The Internet Archive is working to prevent the Internet — a new medium with major historical significance — and other “born-digital” materials from disappearing into the past. Collaborating with institutions including the Library of Congress and the Smithsonian, we are working to preserve a record for generations to come.< The Internet Archive is opening its collections to researchers, historians, and scholars. The Archive has no vested interest in the discoveries of the users of its collections, nor is it a grant-making organization.
There’s little point in maligning a group of well meaning academics who run a not-for-profit organisation. About as much point in making them censor their archive, suppressing (that greatly abused word in scientology) dissenting voices. But there you go, all’s fair in love, war and cultdom.
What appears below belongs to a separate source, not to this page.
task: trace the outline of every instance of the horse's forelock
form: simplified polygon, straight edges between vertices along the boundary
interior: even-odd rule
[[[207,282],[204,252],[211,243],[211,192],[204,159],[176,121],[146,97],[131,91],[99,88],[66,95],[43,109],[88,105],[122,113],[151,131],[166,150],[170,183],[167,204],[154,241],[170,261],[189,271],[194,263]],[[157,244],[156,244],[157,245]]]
I have little problem with any religious belief. Most can be made to appear silly when subjected to cold and rational scrutiny. This in itself does not make any article of faith untrue, it just means that it’s something that cannot be proven and is taken on faith. After all atheism is a belief structure. It’s intrinsic to humanity to believe in something even if it’s the absence of a god, dog or a flying spaghetti monster. Intuitively it’s a divisive rather than a spiritual path to censor those with a different opinion to your own. I guess I’d like to grow old in a world where the Internet enables safe freedom of thought and expression. A little bit of anarchy keeps the asylum a safe place, without it the pressure builds up and leads to lawlessness & war. Think of the internet as a democratic safety valve.